もしかしたら私自身が熱を持っているのかもしれないが、よくわからない。自分と宮城の境目が曖昧になったような気がするけれど、それはそこが彼女の唇が触れた場所だったからかもしれない。
「志緒理」
駄目だと言われた呼び方で宮城を呼んで、彼女の手に自分の手を重ねる。
「その呼び方、やめて」
宮城が首筋と癒着しかけた手をべりべりと剥がし、眉間に皺を寄せて怒ったように私を睨んだ。

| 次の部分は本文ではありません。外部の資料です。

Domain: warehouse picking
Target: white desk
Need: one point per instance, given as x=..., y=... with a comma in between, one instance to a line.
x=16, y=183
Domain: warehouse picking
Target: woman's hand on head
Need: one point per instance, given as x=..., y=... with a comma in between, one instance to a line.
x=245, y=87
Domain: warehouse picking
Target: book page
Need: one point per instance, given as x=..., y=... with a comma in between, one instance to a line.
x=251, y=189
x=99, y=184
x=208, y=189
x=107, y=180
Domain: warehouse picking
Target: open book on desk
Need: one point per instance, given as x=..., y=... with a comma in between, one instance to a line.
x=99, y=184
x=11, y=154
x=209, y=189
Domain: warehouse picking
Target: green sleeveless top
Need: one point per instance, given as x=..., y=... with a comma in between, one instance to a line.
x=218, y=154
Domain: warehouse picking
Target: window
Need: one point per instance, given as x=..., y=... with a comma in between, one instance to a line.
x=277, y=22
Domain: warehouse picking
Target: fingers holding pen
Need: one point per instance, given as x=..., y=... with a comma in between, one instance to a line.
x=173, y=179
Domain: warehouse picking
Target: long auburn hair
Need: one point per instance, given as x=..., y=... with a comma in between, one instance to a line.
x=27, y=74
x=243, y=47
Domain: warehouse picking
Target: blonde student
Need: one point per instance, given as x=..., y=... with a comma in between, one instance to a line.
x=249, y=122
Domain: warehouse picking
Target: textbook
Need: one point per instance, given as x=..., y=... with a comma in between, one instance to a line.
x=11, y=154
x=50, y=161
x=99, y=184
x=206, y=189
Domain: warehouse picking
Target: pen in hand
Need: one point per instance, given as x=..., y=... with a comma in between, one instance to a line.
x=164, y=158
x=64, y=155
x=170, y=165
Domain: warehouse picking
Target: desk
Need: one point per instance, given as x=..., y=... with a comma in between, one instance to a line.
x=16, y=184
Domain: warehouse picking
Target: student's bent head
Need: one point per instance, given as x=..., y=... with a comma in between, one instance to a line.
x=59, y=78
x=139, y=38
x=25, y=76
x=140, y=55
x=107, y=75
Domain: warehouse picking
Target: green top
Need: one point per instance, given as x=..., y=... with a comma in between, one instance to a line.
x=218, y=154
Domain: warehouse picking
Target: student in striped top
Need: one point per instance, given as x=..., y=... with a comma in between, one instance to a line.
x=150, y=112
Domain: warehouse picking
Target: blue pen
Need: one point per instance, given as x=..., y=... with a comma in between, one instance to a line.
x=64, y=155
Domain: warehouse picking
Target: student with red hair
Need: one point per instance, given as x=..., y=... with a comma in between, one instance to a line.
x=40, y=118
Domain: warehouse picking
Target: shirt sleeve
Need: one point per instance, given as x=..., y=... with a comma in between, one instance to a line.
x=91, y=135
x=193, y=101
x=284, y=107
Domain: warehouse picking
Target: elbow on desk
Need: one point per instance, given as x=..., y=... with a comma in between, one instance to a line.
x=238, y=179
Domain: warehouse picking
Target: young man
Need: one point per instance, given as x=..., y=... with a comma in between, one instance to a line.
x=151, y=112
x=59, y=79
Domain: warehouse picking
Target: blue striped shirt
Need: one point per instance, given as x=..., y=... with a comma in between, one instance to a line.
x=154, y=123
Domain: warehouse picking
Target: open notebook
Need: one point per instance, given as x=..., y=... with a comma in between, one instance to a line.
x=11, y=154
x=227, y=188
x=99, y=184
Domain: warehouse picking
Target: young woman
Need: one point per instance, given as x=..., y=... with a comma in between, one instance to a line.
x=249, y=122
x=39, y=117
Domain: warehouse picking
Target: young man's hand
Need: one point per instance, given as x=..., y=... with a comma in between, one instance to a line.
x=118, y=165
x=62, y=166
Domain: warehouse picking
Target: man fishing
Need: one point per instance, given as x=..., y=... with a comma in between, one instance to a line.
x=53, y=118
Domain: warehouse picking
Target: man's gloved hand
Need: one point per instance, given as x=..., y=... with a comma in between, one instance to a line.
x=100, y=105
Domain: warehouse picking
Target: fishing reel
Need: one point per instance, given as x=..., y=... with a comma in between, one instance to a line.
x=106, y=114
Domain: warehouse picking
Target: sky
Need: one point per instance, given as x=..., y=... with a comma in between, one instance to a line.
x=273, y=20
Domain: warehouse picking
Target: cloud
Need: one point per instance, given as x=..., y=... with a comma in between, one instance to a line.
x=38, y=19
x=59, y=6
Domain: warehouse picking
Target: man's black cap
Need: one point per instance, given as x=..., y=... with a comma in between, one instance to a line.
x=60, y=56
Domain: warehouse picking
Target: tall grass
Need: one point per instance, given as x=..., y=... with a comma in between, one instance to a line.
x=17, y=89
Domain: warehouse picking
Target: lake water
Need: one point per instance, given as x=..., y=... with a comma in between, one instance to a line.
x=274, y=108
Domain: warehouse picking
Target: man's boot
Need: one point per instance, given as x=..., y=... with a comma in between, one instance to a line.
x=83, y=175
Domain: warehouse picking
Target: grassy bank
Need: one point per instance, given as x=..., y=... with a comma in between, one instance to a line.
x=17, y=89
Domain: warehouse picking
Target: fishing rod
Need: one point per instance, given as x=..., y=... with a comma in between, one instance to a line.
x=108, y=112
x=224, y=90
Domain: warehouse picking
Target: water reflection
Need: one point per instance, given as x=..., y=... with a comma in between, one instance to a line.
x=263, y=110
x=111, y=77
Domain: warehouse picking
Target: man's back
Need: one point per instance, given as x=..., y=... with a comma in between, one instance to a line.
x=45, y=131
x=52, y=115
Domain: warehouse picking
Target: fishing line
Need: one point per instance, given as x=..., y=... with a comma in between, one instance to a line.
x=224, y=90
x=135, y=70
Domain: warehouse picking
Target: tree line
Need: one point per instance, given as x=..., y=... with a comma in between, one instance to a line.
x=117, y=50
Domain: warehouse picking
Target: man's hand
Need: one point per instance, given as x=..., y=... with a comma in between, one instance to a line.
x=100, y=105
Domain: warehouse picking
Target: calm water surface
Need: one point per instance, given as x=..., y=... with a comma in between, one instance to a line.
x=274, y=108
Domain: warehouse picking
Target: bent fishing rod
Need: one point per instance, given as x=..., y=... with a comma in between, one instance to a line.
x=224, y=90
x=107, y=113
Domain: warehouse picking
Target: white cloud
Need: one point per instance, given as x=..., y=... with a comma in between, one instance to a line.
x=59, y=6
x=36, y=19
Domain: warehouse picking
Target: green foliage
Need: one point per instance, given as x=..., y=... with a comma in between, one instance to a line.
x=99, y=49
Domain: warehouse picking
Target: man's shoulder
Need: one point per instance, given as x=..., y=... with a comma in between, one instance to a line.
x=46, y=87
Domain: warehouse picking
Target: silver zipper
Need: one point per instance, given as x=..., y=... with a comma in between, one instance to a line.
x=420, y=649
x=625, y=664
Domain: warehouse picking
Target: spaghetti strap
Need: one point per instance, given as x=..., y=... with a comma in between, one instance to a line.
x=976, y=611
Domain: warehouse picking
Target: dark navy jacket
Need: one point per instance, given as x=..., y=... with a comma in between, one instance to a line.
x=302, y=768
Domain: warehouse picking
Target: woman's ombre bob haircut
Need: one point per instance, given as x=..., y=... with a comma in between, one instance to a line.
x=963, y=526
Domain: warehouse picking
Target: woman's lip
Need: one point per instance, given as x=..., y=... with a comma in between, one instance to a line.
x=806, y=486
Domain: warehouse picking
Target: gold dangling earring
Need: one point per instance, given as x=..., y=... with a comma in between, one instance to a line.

苦々しい顔をした彼女に、重くなりかけていた私の気持ちが軽くなる。
宮城も少しは困ればいい。
「もう一回呼んであげようか?」
柔らかく問いかけると、宮城の眉間の皺が深くなる。
何故かはわからないが、彼女にとって私に名前を呼ばれることは不愉快なことらしい。
「黙ってて」
宮城が不機嫌そうに言って、ブラウスのボタンに手をかける。
「何するつもり?」
返事はない。
黙って、宮城がブラウスのボタンを外す。
上から二つは、初めから外してある。だから、外されたボタンは三つ目で、私は四つ目を外そうとしている宮城の肩を押した。
「ちょっとっ」
「なに?」
「手、どけて。脱がす必要ないでしょ」
私は宮城の手を剥ぎ取って、外されたボタンを留める。
きっと、本気で脱がすつもりはなかった。
途中からゲームは我慢比べになっていて、どちらが先に根を上げるかを競っていただけだと思う。越えてはならない一線は、お互い理解しているはずだ。
「この中に隠してるかなって思っただけ」
「隠してるわけないし、こういうのルール違反だから」
「セックスはダメってルールだけど、服を脱がしちゃダメなんて言ってないよね?」
「じゃあ、今すぐルールに加えて」
「冗談なのに。脱がしたりするわけないじゃん」
知ってるよ。
冗談だってわかってる。
こんなのは言葉遊びの延長で、私がやめてと頼むのを待っていただけだって。
それでも、こういう冗談はたちが悪いと思う。
「隠してあるところ、わかってるでしょ」
むぎゅっと宮城の足を踏むと、ブレザーの右ポケットを触られる。
「ここ?」
「正解。ゲームはこれで終わり」
もう一回やると言い出される前にゲームセットを告げて、ネクタイを締め直す。
「宮城のすけべ」
文句を一つ投げてから、ベッドに座る。
「で、命令はこれで終わり?」
「終わり」
宮城がつまらなそうに言って、サイダーを飲んだ。
空になったグラスがテーブルに置かれ、ベッドを背もたれにして宮城が床に座る。
顔は見えない。
何を考えているのかもわからない。
宮城の制服が足に触れる。
私はブレザーがくすぐったくて、彼女の肩を叩いた。